"But why, Rudi?" asked the herdsman in surprise.

"Because you were so hot," answered Rudi.

Franz Martin was more and more astonished. "But I was awake at sunrise. When did you come up?"

"Yesterday at five, or perhaps four, o'clock," stammered Rudi timidly. "The milker did not come until long afterward."

"What! you were up here all night? What did you do or want here?"

But the herdsman saw that Rudi was quite terrified. The visions of the night recurred to him, and with fatherly kindness he patted the boy's shoulder and said encouragingly, "With me you need not be afraid, Rudi. Here, drink another glass of milk and then tell me everything that happened from the time that you got here."
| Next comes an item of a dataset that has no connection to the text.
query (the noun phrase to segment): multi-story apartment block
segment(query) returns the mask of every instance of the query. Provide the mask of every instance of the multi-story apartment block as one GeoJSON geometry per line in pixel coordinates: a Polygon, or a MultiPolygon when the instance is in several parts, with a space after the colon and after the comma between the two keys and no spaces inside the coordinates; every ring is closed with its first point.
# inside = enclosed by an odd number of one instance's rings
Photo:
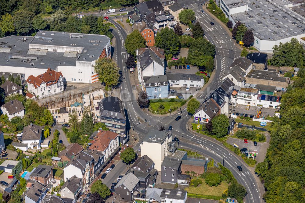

Cheered thus, Rudi took new courage. He drank the milk in long draughts; it tasted delicious to the hungry, thirsty boy. Then he began to relate: "I came up here to sit in the bushes a little while, but only as I did every day, not on account of the cheese rolls. And then, after the milker had brought the milk and you did not come for so long, I looked for you, and I found you on the ground, and you were red and hot and seemed thirsty. So I ran down quickly to the swamp and got all the big strawberries I could find and brought them up to you, and you were glad for them. But you pointed to your head and wanted water on it. I fetched the little bowl out of the hut, and the pail, and filled them at the brook, and poured the water over your head and gave you to drink, for you were very thirsty. Whenever the pail was empty I went to the brook and filled it; but because the water ran off your head so fast I thought a heavy cloth would keep wet a long time. So I got the cloth out of the hut and laid it thick and wet on your head and dipped it in the pail whenever it got dry and hot; and then at last you awoke when it was morning, and I was very glad. I was afraid you might get very sick."

Franz Martin had been listening with earnest attention. Now everything that he had gone through in the night was plain to him,—how he thought an angel had come to him with strawberries, and how he afterward enjoyed the water of Clear Brook as the real water of life. Franz Martin sat and gazed at Rudi in dumb amazement, as though he had never seen a boy before. Such a boy as this he had certainly never seen. How was it possible, he said to himself, that this boy, whom every one, young and old, never called anything else but "Stupid Rudi," had been clever enough to save his life, which had certainly been in great danger?—for what a fever had been consuming him the herdsman knew perfectly well. Had Rudi not quieted this fever with his cooling showers, who knows what might have developed by morning? And how could this boy, whom no one thought worthy of a friendly word, be capable of such self-sacrifice that he would sit up and care for him all night?

Tears came to the eyes of the big, stalwart man as he looked at the timid, despised little fellow, and thought this all over. Then he took the boy by the hand and said: "We will be good friends, Rudi; I have much to thank you for and I shall not forget it. Do me one more favor. I am so weak and shaky that I must lie down and rest. You go down to my mother and tell her to come to me. Say that I am not quite well. But you must come back with her, for I have much to talk over with you to-day. Don't forget."

In his whole life Rudi had never been so happy. He ran down the mountain, leaping and skipping for joy. Franz Martin had himself told him to come again, and now he need no longer hide, but might walk right into the hut, and, better still, Franz Martin had said that he would be good friends with him. At each new thought Rudi leaped high into the air, and before he knew it he had reached the Hillside. Just as he was coming down from above in jumps toward the neat little cottage with the shining windows, Frau Vincenze came up from below in her Sunday clothes, prayer book in hand. The boy ran toward her, but for several moments could say nothing; he was quite out of breath with running.